Promoter Cyient Ltd on Wednesday sold a partial stake in its listed subsidiary Cyient DLM through bulk deal. According to exchange data, Cyient has offloaded about 1.14 crore shares or 14.5% stake in the company.
The transaction was done at Rs 764.4 apiece, valuing the deal at Rs 879 crore.
Marquee funds including Morgan Stanley, HDFC Mutual Fund, Edelweiss MF, Nippon India MF, Citigroup among others picked up stake in the transaction.

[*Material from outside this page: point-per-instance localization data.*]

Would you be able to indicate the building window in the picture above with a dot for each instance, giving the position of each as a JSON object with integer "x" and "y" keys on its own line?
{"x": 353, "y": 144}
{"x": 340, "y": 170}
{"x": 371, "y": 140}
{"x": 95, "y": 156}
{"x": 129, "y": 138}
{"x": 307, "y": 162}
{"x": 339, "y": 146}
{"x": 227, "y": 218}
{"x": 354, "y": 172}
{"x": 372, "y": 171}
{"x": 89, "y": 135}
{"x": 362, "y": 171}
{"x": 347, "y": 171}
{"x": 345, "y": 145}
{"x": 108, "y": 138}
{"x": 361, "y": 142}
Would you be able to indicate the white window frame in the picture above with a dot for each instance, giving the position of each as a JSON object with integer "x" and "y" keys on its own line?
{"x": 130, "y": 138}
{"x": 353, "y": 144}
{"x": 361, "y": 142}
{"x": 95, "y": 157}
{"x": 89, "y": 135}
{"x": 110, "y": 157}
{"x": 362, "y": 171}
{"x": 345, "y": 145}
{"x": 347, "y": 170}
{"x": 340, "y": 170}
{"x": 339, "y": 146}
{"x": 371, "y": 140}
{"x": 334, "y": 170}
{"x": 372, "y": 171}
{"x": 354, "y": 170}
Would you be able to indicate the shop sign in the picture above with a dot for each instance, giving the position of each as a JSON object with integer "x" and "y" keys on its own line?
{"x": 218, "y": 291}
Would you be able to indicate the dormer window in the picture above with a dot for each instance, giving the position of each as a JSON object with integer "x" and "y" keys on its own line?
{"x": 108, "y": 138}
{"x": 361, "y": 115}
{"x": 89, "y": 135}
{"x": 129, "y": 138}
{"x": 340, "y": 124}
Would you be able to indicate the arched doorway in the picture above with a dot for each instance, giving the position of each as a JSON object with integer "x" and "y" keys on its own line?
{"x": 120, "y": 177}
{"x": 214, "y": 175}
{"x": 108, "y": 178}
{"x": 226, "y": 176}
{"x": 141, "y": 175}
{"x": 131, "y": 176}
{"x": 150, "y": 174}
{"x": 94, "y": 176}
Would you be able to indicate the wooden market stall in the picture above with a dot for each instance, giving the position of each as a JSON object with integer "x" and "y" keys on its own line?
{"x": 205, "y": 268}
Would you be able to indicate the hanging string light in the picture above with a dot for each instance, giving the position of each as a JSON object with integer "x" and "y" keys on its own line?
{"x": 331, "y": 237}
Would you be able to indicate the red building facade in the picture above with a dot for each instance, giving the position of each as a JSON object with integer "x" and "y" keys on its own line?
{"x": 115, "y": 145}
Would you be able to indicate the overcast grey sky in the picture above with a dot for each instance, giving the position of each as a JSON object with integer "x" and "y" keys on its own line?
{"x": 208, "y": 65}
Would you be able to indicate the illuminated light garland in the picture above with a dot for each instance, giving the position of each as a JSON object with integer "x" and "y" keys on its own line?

As of June 2024, Cyient had held about 66.66% stake in the company as a promoter. The rest of 33.34% is held by the public shareholders.Among the public holdings, mutual funds own about 17% stake, while foreign portfolio investors have 4.88% in Cyient DLM.Cyient said the proceeds from the stake sale will be utilized for investment in the semiconductor business and debt repayment. The company hopes to expand the addressable market offering turnkey assets to clients in the medical, industrial and telecom industries.So far this year, shares of Cyient have been underperforming with negative 13% returns, while that of Cyient DLM witnessed steady growth at 15% year-to-date.
Brokerage Kotak Securities believes the opportunity of investing in Cyient looks attractive, albeit with a few risks.
“Success would boil down to a choice of programs and the ability to leverage IP to minimize custom chip design timelines. Maintain BUY and unchanged fair value of Rs 2,050,” it said in a report.
JP Morgan has also maintained an overweight rating on the stock with a target price of Rs 2,100 saying that it doesn’t expect promoter holding to go down in DML below 51%.
Cyient had recently established a wholly owned subsidiary to focus on a turnkey application-specific integrated circuit (ASIC) design and chip sales through a fabless model for analog mixed-signal chips.
“The business has higher working capital requirements, given end-to-end responsibility being taken up by Cyient and revenue recognition on the sale of chips to clients. The architecture development and design phases would have significantly higher margins than the fab part of the engagement,” Kotak said.